Transportation Puts the Brakes on Durable Goods in January as Core Orders Rise

Andrew Klips  |

The Commerce Department said Wednesday morning that orders for durable goods, items from toasters to aircraft that are meant to last more than three years, contracted in January on smaller bookings for aircraft, although, excluding the volatile segments, orders for long-lasting goods expanded for the fifth straight month.

Meanwhile orders from December were downwardly revised to a 3.7 percent increase from the 4.3 percent gain originally estimated last month.

The report showed that new orders fell by $11.8 billion, or 5.2 percent, to $217 billion for the month, following a 3.7 percent increase in December. Transportation was the main anchor, plunging 19.8 percent for the month compared to December. Excluding transportation, new orders increased by 1.9 percent, the biggest monthly rise in over a year. New orders for machinery paced all with a 13.5 expansion from the month earlier.

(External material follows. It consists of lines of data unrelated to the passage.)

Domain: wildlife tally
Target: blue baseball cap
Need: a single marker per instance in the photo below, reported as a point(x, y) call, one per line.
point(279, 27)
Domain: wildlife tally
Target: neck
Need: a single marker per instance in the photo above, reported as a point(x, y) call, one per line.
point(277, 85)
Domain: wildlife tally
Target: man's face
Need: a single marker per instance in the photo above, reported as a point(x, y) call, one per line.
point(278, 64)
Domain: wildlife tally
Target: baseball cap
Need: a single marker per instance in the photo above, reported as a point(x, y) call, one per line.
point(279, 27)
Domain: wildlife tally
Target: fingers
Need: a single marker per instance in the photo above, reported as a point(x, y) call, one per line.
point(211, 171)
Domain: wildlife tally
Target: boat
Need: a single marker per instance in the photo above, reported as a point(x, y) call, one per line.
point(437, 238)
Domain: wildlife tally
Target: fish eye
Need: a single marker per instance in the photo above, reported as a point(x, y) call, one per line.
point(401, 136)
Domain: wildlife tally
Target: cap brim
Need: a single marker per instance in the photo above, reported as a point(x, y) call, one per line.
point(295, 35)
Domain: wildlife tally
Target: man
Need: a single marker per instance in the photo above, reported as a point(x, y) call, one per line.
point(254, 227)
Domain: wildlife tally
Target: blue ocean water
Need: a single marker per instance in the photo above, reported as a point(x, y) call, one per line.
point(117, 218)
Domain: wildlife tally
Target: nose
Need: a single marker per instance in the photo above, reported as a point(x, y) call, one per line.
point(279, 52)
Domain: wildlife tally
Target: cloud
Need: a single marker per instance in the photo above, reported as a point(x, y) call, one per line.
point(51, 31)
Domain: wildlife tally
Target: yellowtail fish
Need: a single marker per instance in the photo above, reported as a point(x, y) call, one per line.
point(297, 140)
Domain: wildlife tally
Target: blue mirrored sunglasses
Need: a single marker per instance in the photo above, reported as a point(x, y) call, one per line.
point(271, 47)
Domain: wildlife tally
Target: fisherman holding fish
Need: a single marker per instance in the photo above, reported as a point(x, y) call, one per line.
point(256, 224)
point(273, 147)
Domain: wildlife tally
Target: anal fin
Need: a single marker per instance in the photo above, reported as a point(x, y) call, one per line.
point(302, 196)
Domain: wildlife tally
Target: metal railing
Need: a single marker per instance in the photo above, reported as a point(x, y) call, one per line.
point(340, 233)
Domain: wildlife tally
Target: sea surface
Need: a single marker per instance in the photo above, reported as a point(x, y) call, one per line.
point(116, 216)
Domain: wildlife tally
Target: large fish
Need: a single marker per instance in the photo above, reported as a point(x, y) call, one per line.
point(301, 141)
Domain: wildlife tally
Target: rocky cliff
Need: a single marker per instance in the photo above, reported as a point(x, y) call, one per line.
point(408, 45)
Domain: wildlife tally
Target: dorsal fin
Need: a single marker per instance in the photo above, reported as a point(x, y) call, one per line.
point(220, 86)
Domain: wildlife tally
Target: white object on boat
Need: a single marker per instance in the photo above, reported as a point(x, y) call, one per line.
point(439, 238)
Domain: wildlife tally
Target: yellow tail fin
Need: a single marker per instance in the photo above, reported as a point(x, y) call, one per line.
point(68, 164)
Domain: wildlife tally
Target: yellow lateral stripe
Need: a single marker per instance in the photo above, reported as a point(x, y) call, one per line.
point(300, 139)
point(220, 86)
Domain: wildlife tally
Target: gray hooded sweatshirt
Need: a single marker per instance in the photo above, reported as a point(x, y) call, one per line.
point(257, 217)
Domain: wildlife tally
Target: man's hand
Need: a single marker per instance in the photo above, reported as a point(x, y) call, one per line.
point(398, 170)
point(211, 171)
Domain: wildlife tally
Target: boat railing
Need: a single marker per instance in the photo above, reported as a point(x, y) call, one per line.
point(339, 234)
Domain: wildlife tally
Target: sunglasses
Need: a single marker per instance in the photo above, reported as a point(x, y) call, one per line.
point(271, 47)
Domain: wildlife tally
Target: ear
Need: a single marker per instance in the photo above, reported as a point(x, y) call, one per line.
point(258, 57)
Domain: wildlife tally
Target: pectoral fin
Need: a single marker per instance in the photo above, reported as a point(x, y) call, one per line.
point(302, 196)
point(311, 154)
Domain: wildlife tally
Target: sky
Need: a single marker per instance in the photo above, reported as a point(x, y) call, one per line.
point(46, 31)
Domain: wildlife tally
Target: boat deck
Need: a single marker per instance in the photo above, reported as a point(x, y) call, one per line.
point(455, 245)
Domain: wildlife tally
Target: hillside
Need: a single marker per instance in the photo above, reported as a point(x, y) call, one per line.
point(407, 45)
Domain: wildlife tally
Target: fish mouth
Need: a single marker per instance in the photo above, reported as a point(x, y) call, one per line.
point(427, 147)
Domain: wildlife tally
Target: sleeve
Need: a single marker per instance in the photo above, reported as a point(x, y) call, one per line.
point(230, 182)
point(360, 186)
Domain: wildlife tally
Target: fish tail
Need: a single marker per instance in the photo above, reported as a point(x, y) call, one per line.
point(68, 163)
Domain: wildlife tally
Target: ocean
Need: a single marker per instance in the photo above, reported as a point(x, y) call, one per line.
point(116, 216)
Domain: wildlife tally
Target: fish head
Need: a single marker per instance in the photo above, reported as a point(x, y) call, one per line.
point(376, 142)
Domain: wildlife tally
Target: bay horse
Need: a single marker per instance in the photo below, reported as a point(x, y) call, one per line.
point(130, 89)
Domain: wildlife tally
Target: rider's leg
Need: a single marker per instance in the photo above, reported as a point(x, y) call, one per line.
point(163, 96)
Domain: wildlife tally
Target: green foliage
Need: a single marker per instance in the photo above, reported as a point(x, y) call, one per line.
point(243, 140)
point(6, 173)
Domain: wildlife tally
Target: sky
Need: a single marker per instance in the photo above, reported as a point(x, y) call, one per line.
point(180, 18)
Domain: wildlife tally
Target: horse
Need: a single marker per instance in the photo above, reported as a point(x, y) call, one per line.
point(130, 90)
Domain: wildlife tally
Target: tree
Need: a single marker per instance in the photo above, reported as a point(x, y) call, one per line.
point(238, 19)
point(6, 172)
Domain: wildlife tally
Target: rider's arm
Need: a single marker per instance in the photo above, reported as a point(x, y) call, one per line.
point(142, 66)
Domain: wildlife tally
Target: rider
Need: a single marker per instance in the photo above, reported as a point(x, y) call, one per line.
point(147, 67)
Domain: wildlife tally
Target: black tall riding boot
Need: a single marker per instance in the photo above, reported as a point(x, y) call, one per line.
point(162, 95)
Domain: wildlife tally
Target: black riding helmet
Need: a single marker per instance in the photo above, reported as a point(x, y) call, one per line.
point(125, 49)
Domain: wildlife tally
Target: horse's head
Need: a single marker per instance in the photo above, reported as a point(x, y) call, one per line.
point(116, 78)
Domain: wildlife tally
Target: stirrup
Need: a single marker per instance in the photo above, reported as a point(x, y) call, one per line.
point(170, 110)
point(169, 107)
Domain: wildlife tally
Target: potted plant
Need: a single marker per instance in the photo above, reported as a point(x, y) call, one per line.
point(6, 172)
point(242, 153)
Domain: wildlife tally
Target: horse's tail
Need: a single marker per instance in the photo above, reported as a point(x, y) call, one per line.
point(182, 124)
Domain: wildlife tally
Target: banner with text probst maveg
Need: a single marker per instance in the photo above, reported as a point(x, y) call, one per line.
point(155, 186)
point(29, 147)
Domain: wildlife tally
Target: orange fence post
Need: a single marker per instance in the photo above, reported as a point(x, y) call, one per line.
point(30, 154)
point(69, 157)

Orders for so-called “core capital goods,” which don’t count defense or aircraft, rose 6.3 percent from December to January, representing the biggest one-month move in more than two years.

The drop in overall durable goods orders was not a big surprise as orders for airplanes had spike in December. Boeing (BA) reported orders for more than 180 aircraft that month, compared to only 2 in January.

Economists were expecting a decrease in overall durable goods orders between 4 and 5 percent. Excluding transportation, the 1.9 percent reported far exceeded economist predictions of a modest 0.2 percent increase.

Durable goods orders have been volatile recently as businesses shift manufacturing and inventories as they wait for the government to reach some resolve regarding automatic spending cuts set to hit on March 1. Prior months have stirred a panic from Washington as well with concerns over the fiscal cliff, keeping businesses cautious about expanding production. Overall, though, it seems that companies have been willing to shelf any worries as gauged by “core” orders steadily rising for nearly half a year.

Shipments of durable goods fell 1.2 percent after gaining the previous four months, including 0.5 percent in December. Again, transportation was the culprit in the decline, falling 2.3 percent in January.

Inventories increased 0.2 percent, their 15 rise in the past 16 months. Transportation played a big role here as well, with a 0.9 percent increase.